When the food was removed, the bees still stopped at the fourth stripe.

Then the scientists varied the spacing of the stripes and even replaced some with unfamiliar markers. Still, the bees consistently passed the same number of markers to approach the former site, demonstrating they could count up to four, regardless of spacing or color of the markers. To the bees, it was the numeric identity that mattered.

So once again we find that the creatures with whom we share Earth aren't so stupid after all. The big lesson here needs to be learned by you-know-who.


The honeybee studies were detailed in the journals PLoS One and Animal Cognition and written up on LiveScience.com

. . . And Cattle Have An Internal Magnetic Compass


Herds of cattle tend to align themselves along the earth’s north-south magnetic lines, as do deer, according to researchers who used Google Earth to study about 8,500 cows in 308 locations around the world.

“Google Earth is perfect for this kind of research, because the animals are undisturbed by the observer," Sabine Begall, a zoologist at the University of Duisburg-Essen in Germany and coauthor of the study detailed in the journal Proceedings of the National Academy of Sciences, told Live Science.

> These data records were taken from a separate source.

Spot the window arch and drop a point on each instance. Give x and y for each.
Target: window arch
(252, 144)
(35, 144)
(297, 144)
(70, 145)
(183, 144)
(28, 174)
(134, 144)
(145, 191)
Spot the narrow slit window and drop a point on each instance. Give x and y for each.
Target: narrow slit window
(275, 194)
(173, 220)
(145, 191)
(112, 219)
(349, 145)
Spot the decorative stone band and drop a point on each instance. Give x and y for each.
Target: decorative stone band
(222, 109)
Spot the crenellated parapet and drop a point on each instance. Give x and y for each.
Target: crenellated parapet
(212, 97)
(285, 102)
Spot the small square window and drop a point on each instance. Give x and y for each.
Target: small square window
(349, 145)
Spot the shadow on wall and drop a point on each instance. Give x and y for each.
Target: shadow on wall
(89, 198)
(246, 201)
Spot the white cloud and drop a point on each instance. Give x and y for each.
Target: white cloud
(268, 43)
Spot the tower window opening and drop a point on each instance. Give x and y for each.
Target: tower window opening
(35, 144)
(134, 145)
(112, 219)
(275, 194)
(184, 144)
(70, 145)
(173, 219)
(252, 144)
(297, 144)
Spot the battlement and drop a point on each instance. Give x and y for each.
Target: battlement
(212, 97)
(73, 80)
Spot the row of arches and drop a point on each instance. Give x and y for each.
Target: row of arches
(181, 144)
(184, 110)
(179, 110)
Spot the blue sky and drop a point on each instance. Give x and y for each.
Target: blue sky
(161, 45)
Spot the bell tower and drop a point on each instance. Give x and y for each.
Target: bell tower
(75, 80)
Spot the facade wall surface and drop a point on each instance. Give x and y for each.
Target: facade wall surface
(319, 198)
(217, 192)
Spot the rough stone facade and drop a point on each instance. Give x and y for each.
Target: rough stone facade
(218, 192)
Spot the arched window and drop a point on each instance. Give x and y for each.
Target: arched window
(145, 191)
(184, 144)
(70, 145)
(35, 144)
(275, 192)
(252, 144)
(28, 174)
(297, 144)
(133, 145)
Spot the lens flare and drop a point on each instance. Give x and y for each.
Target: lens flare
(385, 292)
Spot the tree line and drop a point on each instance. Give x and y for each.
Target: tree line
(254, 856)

Rearchers pointed out that learning the importance of magnetic direction could help us better understand, for example, the effect of having cattle barns facing one direction or the other, especially in milk production. Perhaps east-west facing barns could have negative effects on the milk cows.

The data on about 3,000 deer came from direct ground observations and photos in the Czech Republic. Researchers also examined fresh beds left by resting deer in the snow, where the animals had sought shelter deep in the forest away from the wind.

Both cattle and deer faced a more magnetic north-south direction rather than geographic north-south, the researchers said. Birds, turtles and some fish migrate along magnetic directions, and some other creatures such as rodents and bats have internal magnetic compasses.

"Our first idea was to study sleeping directions of humans,but there are too many constraints," Begall told LiveScience. "So, the idea arose to look for other large mammals like cattle.”